We recently enjoyed an opportunity to collaborate with Texas Christian University. We have been digitizing our archives, and often the papers we’re working with are difficult to decipher due to age, condition, media, and orthography. The students in Dr. Theresa Gaul's American Literature seminar class transcribed our 200-year-old Andrew Bulger Papers, and they made some interesting discoveries. A selection of the students blogs will be posted to the museum’s feed over the next few days.
This post is by Abigail Fransen, a Masters student in English at Texas Christian University. She is also pursuing a graduate certificate in Women and Gender Studies.

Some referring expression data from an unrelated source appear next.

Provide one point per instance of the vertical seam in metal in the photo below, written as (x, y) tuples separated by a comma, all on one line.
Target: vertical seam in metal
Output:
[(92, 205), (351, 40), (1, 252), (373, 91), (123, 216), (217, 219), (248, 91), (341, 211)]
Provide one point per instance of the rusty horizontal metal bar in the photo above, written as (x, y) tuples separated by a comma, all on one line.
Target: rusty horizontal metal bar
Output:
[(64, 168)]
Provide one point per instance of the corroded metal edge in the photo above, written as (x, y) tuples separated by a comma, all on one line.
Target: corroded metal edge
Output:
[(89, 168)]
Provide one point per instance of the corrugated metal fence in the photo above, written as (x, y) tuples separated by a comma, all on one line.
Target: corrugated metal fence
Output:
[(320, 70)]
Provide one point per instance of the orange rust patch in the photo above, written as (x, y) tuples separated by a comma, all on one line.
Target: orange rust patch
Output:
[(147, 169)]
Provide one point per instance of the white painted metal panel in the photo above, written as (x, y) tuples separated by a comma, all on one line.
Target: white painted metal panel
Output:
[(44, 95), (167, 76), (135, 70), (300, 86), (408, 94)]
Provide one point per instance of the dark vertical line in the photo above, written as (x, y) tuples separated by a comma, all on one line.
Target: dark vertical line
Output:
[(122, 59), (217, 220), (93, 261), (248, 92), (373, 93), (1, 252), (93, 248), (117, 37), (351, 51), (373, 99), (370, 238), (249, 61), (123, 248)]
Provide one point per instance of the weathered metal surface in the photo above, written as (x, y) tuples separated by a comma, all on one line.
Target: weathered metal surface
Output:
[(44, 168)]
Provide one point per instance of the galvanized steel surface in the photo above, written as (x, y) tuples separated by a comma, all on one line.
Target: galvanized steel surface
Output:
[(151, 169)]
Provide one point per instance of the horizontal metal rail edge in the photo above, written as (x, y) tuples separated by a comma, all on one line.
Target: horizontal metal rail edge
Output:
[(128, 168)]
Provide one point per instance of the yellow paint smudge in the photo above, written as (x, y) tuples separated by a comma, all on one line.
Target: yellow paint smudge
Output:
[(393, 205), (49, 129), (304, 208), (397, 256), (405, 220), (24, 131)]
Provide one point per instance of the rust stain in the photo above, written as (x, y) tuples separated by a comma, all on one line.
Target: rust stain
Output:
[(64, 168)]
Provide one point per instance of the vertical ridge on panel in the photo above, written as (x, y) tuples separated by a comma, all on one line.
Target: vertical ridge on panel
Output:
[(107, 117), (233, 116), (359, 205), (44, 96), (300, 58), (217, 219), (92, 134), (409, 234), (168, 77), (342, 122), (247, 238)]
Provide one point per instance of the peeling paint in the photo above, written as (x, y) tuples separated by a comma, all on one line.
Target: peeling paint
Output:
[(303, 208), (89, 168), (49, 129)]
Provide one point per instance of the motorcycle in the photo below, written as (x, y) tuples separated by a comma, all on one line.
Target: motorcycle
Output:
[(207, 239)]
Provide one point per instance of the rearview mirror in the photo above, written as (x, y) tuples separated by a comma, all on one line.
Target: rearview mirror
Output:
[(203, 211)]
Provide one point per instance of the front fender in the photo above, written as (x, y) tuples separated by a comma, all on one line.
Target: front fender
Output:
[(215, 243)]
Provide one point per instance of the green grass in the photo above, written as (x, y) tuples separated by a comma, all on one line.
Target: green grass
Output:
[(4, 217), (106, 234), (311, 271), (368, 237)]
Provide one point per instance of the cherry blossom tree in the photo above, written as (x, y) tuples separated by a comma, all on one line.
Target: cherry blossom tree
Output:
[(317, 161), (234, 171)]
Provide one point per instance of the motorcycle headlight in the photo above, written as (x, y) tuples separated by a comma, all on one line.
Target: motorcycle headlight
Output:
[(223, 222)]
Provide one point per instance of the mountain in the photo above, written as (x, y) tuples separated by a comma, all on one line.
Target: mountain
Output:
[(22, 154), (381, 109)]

—Jon Frembling, Archivist, Amon Carter Museum of American Art
Pages 26–30 of the Andrew Bulger Papers take an interesting detour from the rest of the collection’s contents. These pages tell the story of a church bell from a British church in Colonial America taken hostage by the French yet later recovered by British through the help of neighboring Native Americans. Surprisingly, the entire section detailing the bell’s loss and retrieval had been copied verbatim from a short story, called “The Bell of St. Regis,” that circulated in periodicals during the mid-nineteenth century. While it would have been exciting to discover a new event in American history, I realized that this incident speaks to how national myths get circulated.
^ Jean-Baptiste Scotin (1678–17__), Canadians Go to War on Snowshoes (ca. 1700), National Archives of Canada
First, there is some semblance of historical truth in “The Bell of St. Regis.” The events took place during the Deerfield Massacre of 1704, in which French and Indian forces attacked the British settlement of Deerfield, Massachusetts, an event which sparked Queen Anne’s War. Sixteen percent of the colonists at Deerfield were killed, and a third were taken captive. Several accounts of the raid have been published, including Rev. John Williams’s The Redeemed Captive (1707), in which Williams, a Puritan minister taken captive, argues that Deerfield’s moral laxity made it vulnerable to evil.

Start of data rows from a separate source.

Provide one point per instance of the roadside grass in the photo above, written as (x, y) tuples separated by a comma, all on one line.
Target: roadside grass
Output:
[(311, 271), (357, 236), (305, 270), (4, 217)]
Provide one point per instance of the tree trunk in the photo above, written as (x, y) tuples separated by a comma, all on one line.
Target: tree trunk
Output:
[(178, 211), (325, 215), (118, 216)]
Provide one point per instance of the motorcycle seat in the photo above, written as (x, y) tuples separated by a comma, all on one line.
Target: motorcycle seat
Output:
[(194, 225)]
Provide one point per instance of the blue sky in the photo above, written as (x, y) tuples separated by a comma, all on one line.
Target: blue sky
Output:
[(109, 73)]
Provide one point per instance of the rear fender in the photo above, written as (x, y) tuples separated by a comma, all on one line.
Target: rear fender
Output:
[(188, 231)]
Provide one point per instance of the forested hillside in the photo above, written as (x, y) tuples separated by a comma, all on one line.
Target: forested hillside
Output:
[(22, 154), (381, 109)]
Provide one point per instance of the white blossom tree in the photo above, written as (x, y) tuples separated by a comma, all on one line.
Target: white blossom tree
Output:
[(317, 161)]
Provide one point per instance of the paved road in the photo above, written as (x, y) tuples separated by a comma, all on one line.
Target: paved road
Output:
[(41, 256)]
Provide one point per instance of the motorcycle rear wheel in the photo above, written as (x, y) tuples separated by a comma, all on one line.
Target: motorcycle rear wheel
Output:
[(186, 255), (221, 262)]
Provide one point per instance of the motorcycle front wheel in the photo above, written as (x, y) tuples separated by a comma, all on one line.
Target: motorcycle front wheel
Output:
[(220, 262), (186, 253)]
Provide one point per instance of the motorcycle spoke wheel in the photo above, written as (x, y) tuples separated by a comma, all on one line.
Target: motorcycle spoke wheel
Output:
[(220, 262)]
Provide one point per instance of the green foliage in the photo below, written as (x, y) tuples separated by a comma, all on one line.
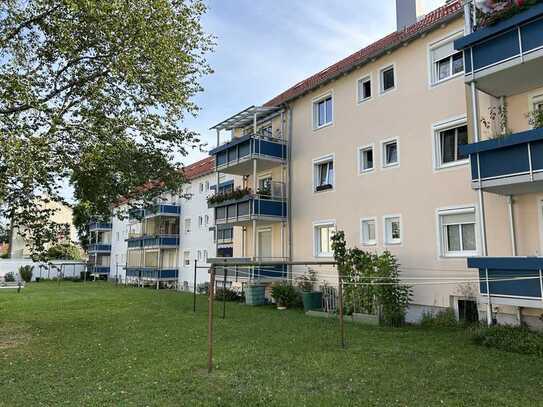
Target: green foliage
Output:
[(26, 273), (237, 193), (510, 339), (307, 281), (441, 319), (64, 251), (226, 294), (285, 294), (9, 277), (95, 93), (371, 282)]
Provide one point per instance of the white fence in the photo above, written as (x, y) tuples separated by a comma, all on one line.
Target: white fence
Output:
[(50, 270)]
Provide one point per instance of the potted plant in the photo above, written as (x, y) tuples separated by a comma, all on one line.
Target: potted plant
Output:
[(312, 299), (284, 295)]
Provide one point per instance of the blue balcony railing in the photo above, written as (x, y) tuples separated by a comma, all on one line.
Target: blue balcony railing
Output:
[(163, 241), (508, 165), (234, 157), (150, 273), (99, 226), (512, 44), (249, 208), (99, 248), (514, 277)]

However, as multiple sources point out, there is nothing to suggest the specific events of “The Bell of St. Regis” actually took place. In 1870, George Sheldon, a member of the Massachusetts Historical Society, investigated various claims regarding the events and ultimately concluded that “Nothing, then, seems to me more likely than that Williams invented the alleged tradition of the Deerfield or St. Regis bell; but, however originated, it seems quite clear to me that the truth of the story is not sustained by the evidence now known." Williams here refers not to Rev. John Williams but Rev. Eleazer Williams, a Canadian missionary. Francis Parkman, an American historian and author, wrote of meeting Eleazer Williams and decided “The story of the ’Bell of St. Regis’ is probably another of his inventions.” Both Sheldon and Parkman agree that no evidence supports there being a bell at St. Regis or even that St. Regis had been founded as early as the Deerfield Massacre. Parkman does, however, give us a clue as to how the story got circulated. It appears American author Epaphras Hoyt heard Williams’s story and included his own version of it in his own series of Antiquarian Researches (1814). Canadian author John Galt then created his own version of the story, which was published in Fraser’s Magazine for Town and Country (1830). The story can be found in various other periodicals, often anonymously.
While we may not know how Bulger came across “The Bell of St. Regis” or why he decided to reproduce it in this way, its inclusion in his papers is important. For one, it shows how national myths get cultivated and dispersed. Second, Bulger’s interest in this myth, in the midst of his own relationship with French and Native American populations, shows how stories such as “The Bell of St. Regis” continued to be relevant in the United States, even a century later.
Howard H. Peckham, “Williams, John,” in Dictionary of Canadian Biography, eds. George W. Brown and Ramsay Cook (Toronto, Ontario: University of Toronto Press, 1982)
George T. Davis, "May Meeting, 1870. Letter Relating to William Pynchon; 'St Regis. Bell,'" Proceedings of the Massachusetts Historical Society, 11 (1869–1870): 311–321.
Francis Parkman, “The Sack of Deerfield,” in The Francis Parkman Reader, ed. Samuel Eliot Morison (New York, New York: De Capo Press, 1998): 389–390.